6. The computer program product of claim 5, wherein the latency condition further comprises a plurality of latency conditions.

7. The computer program product of claim 6, wherein the latency conditions are based at least in part on Newton convergence criteria.

8. The computer program product of claim 7, wherein the computer code for determining if each node satisfies the latency conditions for iteration of each transient time point further comprises:

computer code for determining, for each node, the absolute value of the sum of currents for each iteration of each transient time point;

computer code for determining, for each node, the absolute value of the change in voltage for each iteration of each transient time point;

computer code for comparing, for each iteration of each transient time point, each of the absolute value of the sum of currents and the absolute value of the change in voltage to a node latency tolerance; and

computer code for determining that at least one of the nodes satisfies the latency conditions for at least one of the transient time points if its absolute value of the sum of currents and its absolute value of the change in voltage are each less than the node latency tolerance.

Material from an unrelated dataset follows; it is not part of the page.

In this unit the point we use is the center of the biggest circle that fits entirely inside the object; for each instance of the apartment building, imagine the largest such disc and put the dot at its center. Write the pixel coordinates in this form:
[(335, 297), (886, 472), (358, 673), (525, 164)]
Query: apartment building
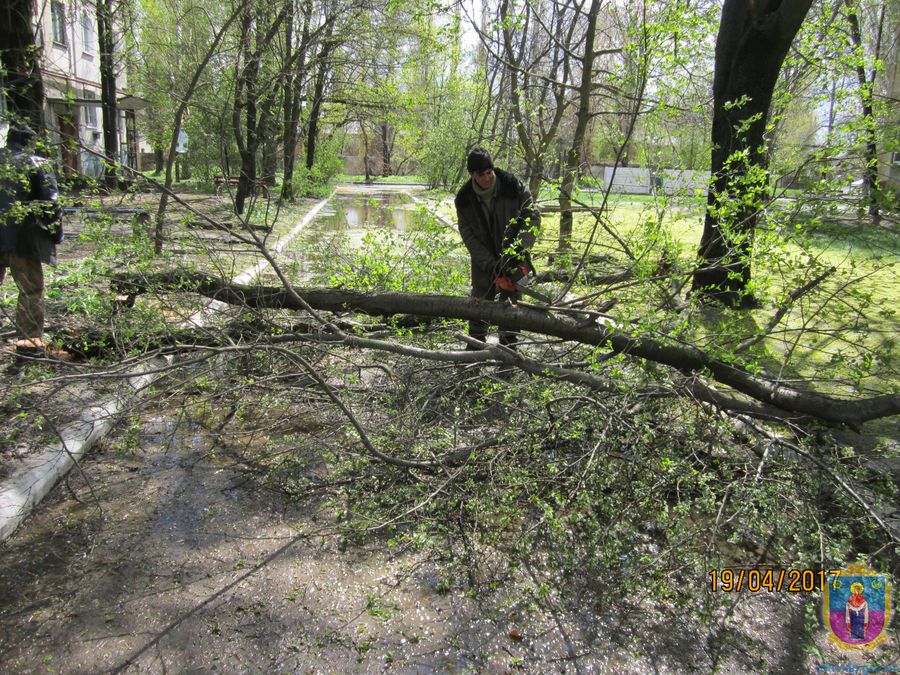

9. An apparatus comprising:

a storage medium having a matrix solver, a device evaluator, a latency detector, a convergence checker, and a matrix loader stored thereon, and

a processor having an engine embodied thereon that is in communication with the storage medium, wherein the engine:

receives a product specification for a circuit having a plurality of active devices that are coupled to one another through a plurality of nodes;

generates, with the matrix loader and the device evaluator, a matrix representation of a system of equations that is generally representative of the circuit, wherein the matrix representation has a plurality of matrix rows, and wherein each matrix row corresponds to at least one of the nodes;

iteratively solves, with the matrix solver, the matrix loader, the latency detector, ad the convergence checker, the matrix representation of the system of equations for each of a plurality of transient time points to generate a simulation of the circuit, wherein the engine iteratively solves by:

determining with the latency detector if each node satisfies a latency condition for each iteration of each transient time point; and

using a previous iteration with the matrix loader for each matrix row when each of its nodes satisfies the latency condition.

10. The apparatus of claim 9, wherein the latency condition further comprises a plurality of latency conditions.

11. The apparatus of claim 10, wherein the latency conditions are based at least in part on Newton convergence criteria.

12. The apparatus of claim 11, wherein the engine, with the latency detector:

determines, for each node, the absolute value of the sum of currents for each iteration of each transient time point;

determines, for each node, the absolute value of the change in voltage for each iteration of each transient time point;

compares, for each transient time point, each of the absolute value of the sum of currents and the absolute value of the change in voltage to a node latency tolerance; and

determines that at least one of the nodes satisfies the latency conditions for at least one of the transient time points if its absolute value of the sum of currents and its absolute value of the change in voltage are each less than the node latency tolerance.

13. The apparatus of claim 9, wherein the processor further comprises a personal computer.

14. The apparatus of claim 9, wherein the processor further comprises a plurality of processor distributed across a computer network.